Doubts aside ‘Hunt the Slipper’ is the best Trefusis I’ve read so far (more faint praise but I will definitely have another go at ‘Pirates at Play’ after this). If you don’t care for spoilers it might be as well to stop looking now, this is a book to read to find out why and how things happen, the plot is a fairly pedestrian man meets girl and then it starts to go wrong affair.
Nigel Benson is, at 49, an aging sybarite who has set up home with his sister Molly. They live happily enough together, she has her garden, he has his food, his house in perfect taste, and his bibelots, along with the occasional elegantly conducted flirtation – although to Molly’s relief these are becoming less frequent. Social duty takes them on a visit to the Crome’s; Sir Anthony and his young wife Caroline, Caroline is shockingly rude and that would be the end of it except that the four meet again in Paris. It’s at this point that Nigel begins to see Caroline as attractive, and sees she’s in love with another man. Bad luck for Caroline that other man turns out to be a bounder and she catches flu. Bad luck for Nigel because he keeps her company whilst she’s sick and falls in love with her.

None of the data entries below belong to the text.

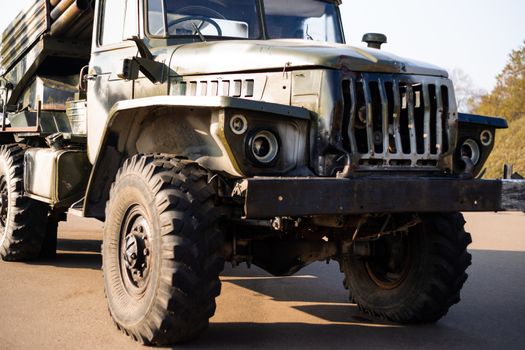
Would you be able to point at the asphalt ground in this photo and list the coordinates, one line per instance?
(60, 304)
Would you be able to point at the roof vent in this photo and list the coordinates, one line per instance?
(374, 40)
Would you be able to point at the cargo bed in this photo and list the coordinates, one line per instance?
(59, 28)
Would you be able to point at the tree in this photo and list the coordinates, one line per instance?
(467, 95)
(508, 97)
(508, 100)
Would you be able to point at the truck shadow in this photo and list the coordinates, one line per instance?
(488, 317)
(333, 336)
(75, 254)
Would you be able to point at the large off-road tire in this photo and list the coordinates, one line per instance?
(412, 277)
(161, 250)
(22, 219)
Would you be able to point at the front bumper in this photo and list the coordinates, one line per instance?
(269, 197)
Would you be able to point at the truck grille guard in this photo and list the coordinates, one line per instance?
(398, 121)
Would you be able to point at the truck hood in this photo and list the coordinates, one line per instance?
(238, 56)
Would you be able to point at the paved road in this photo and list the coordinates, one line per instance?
(60, 304)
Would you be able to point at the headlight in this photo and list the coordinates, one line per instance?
(263, 147)
(470, 149)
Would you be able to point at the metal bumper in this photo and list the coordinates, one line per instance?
(271, 197)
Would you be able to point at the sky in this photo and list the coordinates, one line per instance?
(475, 36)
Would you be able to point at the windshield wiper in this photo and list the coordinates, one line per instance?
(198, 31)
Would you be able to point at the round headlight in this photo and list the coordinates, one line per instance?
(264, 147)
(238, 124)
(470, 149)
(486, 137)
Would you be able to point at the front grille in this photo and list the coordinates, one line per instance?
(392, 120)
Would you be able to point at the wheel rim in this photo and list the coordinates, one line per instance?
(391, 267)
(135, 253)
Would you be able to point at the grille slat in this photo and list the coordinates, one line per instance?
(439, 123)
(426, 134)
(411, 119)
(397, 120)
(353, 115)
(384, 116)
(369, 118)
(397, 117)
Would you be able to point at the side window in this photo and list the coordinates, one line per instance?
(111, 29)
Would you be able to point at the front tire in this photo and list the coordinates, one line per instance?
(161, 249)
(414, 277)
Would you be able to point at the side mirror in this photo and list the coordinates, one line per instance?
(375, 40)
(146, 64)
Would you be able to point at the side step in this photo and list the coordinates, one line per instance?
(77, 208)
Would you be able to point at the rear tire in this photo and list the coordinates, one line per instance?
(22, 219)
(418, 276)
(161, 248)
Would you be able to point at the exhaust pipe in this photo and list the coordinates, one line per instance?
(60, 8)
(69, 16)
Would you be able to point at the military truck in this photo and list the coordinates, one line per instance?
(244, 131)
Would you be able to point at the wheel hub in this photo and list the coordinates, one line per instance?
(390, 269)
(135, 250)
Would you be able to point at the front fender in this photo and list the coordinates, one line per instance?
(192, 127)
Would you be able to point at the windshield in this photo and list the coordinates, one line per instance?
(297, 19)
(219, 18)
(302, 19)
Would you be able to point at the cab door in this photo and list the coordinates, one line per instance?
(115, 21)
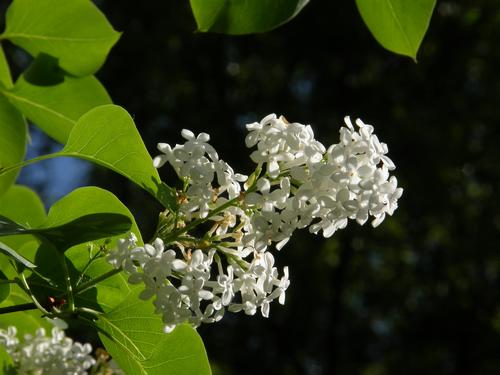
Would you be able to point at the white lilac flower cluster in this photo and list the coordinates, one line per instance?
(297, 183)
(41, 354)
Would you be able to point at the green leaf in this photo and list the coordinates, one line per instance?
(5, 76)
(66, 234)
(22, 205)
(6, 363)
(75, 32)
(13, 130)
(4, 287)
(134, 336)
(15, 256)
(107, 135)
(398, 25)
(55, 101)
(25, 321)
(109, 293)
(244, 17)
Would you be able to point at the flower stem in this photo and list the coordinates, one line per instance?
(89, 284)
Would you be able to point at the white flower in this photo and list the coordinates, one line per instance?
(41, 354)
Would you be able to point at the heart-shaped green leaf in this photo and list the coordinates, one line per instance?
(106, 294)
(134, 336)
(398, 25)
(55, 101)
(80, 229)
(21, 205)
(107, 135)
(75, 32)
(13, 130)
(244, 17)
(25, 321)
(4, 287)
(15, 256)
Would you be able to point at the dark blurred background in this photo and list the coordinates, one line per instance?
(418, 295)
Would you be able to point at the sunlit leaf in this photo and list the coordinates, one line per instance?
(242, 16)
(25, 321)
(75, 32)
(108, 293)
(55, 101)
(13, 130)
(14, 255)
(24, 206)
(398, 25)
(134, 336)
(107, 136)
(4, 287)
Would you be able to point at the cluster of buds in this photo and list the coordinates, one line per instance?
(41, 354)
(212, 254)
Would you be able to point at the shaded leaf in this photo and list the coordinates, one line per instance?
(108, 293)
(242, 16)
(75, 32)
(398, 25)
(107, 135)
(4, 288)
(22, 205)
(134, 336)
(15, 256)
(54, 101)
(25, 321)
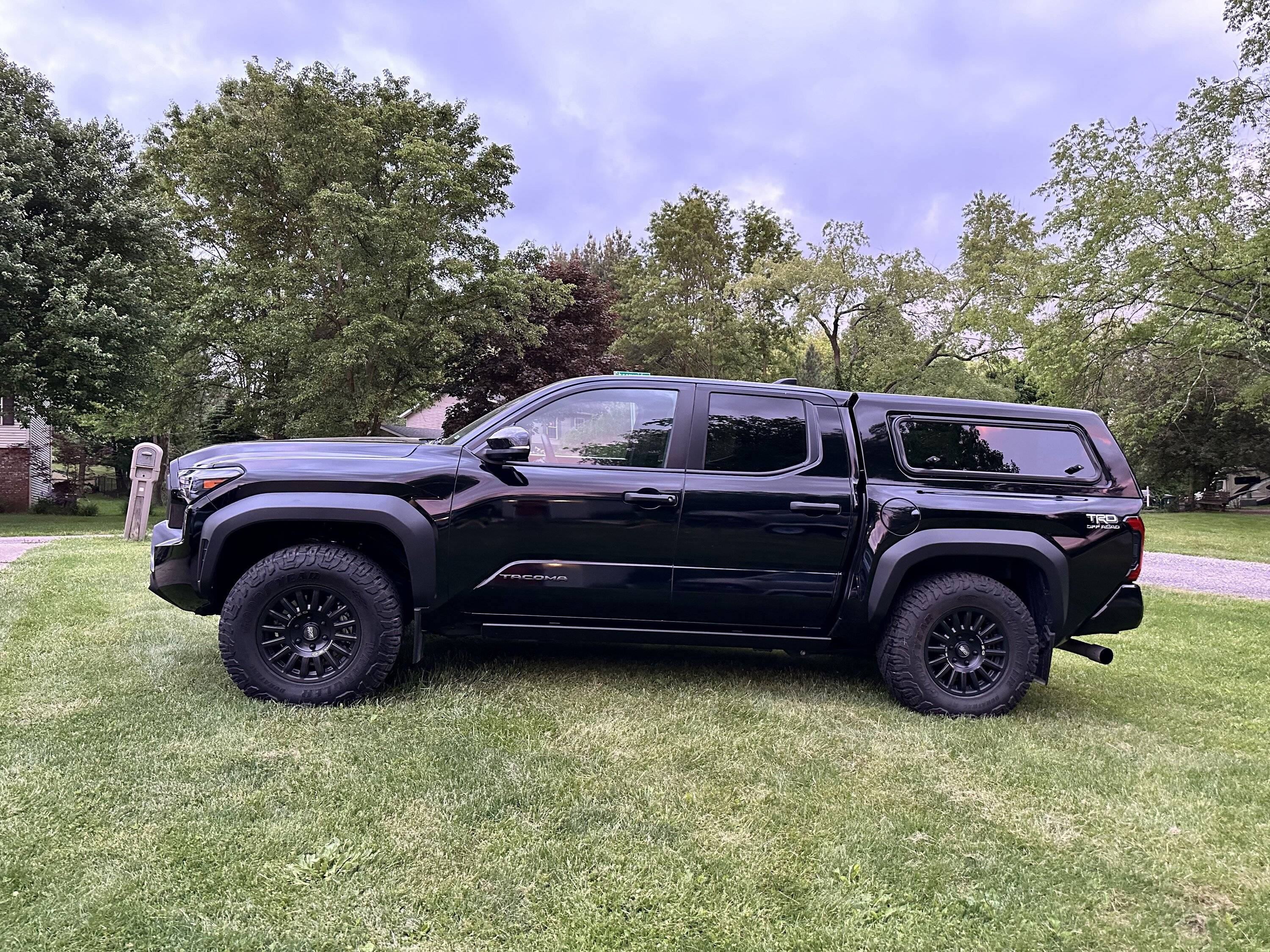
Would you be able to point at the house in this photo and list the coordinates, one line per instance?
(425, 421)
(26, 460)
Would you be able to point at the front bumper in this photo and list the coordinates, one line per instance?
(1123, 612)
(173, 570)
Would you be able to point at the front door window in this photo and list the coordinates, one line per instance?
(611, 427)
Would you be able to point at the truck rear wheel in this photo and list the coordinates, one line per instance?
(961, 645)
(312, 625)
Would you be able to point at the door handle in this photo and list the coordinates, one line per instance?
(649, 498)
(816, 508)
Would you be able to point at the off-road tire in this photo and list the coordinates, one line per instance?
(903, 649)
(355, 578)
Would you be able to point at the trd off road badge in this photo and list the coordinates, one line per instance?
(1103, 521)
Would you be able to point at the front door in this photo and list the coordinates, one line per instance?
(769, 512)
(586, 528)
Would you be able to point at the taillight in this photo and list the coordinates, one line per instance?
(1140, 531)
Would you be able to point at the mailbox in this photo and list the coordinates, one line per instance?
(145, 471)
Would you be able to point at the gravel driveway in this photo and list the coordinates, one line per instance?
(14, 546)
(1216, 577)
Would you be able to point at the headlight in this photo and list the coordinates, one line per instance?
(201, 480)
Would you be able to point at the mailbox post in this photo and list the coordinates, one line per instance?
(146, 470)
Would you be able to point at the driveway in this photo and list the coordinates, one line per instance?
(1215, 577)
(14, 546)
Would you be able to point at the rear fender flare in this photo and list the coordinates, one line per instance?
(411, 527)
(895, 564)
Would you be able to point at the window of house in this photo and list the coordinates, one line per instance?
(755, 433)
(613, 427)
(995, 448)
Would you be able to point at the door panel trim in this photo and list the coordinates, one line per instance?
(571, 574)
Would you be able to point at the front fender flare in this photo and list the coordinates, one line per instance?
(411, 527)
(1009, 544)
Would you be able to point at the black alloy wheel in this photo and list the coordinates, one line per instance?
(309, 634)
(959, 645)
(967, 653)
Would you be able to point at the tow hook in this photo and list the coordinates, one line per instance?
(1088, 649)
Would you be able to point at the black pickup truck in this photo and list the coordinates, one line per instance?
(959, 541)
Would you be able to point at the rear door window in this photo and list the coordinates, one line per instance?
(747, 433)
(963, 446)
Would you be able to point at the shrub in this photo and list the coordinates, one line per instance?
(64, 506)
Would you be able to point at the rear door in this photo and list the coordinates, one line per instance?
(769, 511)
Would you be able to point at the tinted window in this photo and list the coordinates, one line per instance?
(604, 428)
(755, 433)
(980, 447)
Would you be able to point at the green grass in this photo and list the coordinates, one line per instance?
(110, 518)
(1217, 535)
(590, 799)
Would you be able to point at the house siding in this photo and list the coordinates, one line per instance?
(432, 417)
(14, 478)
(26, 464)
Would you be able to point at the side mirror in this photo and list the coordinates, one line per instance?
(510, 445)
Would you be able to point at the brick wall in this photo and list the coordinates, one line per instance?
(14, 479)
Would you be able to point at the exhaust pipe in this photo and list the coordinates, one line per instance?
(1095, 653)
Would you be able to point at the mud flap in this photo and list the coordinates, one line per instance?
(1038, 601)
(417, 638)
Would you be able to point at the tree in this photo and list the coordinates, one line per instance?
(83, 252)
(573, 342)
(1160, 281)
(340, 231)
(681, 309)
(895, 323)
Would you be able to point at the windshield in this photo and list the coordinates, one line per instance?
(461, 435)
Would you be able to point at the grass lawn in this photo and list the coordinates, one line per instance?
(108, 520)
(585, 799)
(1217, 535)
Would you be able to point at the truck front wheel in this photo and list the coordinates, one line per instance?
(961, 645)
(312, 625)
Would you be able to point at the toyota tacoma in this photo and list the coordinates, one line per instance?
(961, 542)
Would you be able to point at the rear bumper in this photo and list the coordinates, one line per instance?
(1123, 612)
(172, 569)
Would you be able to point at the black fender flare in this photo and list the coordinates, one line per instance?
(411, 527)
(914, 550)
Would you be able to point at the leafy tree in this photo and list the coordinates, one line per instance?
(892, 322)
(681, 309)
(573, 341)
(340, 231)
(83, 256)
(605, 259)
(1159, 287)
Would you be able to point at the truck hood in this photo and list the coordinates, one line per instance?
(323, 465)
(265, 451)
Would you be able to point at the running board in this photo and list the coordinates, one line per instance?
(510, 631)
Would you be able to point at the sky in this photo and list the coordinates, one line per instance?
(888, 112)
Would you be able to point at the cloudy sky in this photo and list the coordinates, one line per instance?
(891, 112)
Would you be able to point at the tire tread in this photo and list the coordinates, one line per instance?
(359, 570)
(903, 638)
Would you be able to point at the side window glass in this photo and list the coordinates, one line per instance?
(615, 427)
(980, 447)
(755, 433)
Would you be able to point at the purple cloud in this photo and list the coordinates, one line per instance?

Caroline is able to return to England without a backwards glance, but poor Molly is left to drag Nigel around Italy in a forlorn and tortured state. On the whole it seems to agree with him though because he returns home lean and fit. Meanwhile Caroline and Anthony have been travelling around Italy too where she’s become increasingly restless and increasingly attached to her memories of Nigel. All the while a delicate game is being played out in letters. When they finally do meet again an affair is quickly begun but Nigel is plagued by jealousy and insecurity regarding his age. Caroline in turn is totally ruthless in emotional matters and given to the grand gesture. She wants to marry Nigel and bear his children, welcomes the possibility of a scandal, longs to work and struggle and live (in the way that people who never have had to work or struggle do) and has no compunction when it comes to leaving her existing husband and child.
For Nigel the choice is harder (for some reason Molly never figures in the equation although an elopement would render her homeless as well) Caroline would mean the loss of Ambush, the house that Nigel loves to the point of worship, it would also mean the worst kind of betrayal of his friend Anthony who can be urbane about a discreet affair but would be devastated by open scandal. It’s also clear to Nigel that when the time comes Caroline will be able to leave him just as easily to move onto her next adventure leaving him with nothing.
There are echoes of Violet’s affairs here but interestingly I think both Nigel and Caroline are self portraits. The introduction and afterword are both fairly insistent that Nigel is Violet as she was by the late 1930’s when this book was written. I don’t doubt that Caroline is Violet as she was in her early twenties before she discovered that the world might not be well lost for love. Had this been another rehash of past events the only interest would have been prurient, but the sense that it’s all Violet made it work for me. My sympathies were with Nigel, I think Violets were with Caroline a lot of the time but without doubt (this time) it’s an honest and intriguing exploration of the game people play in love.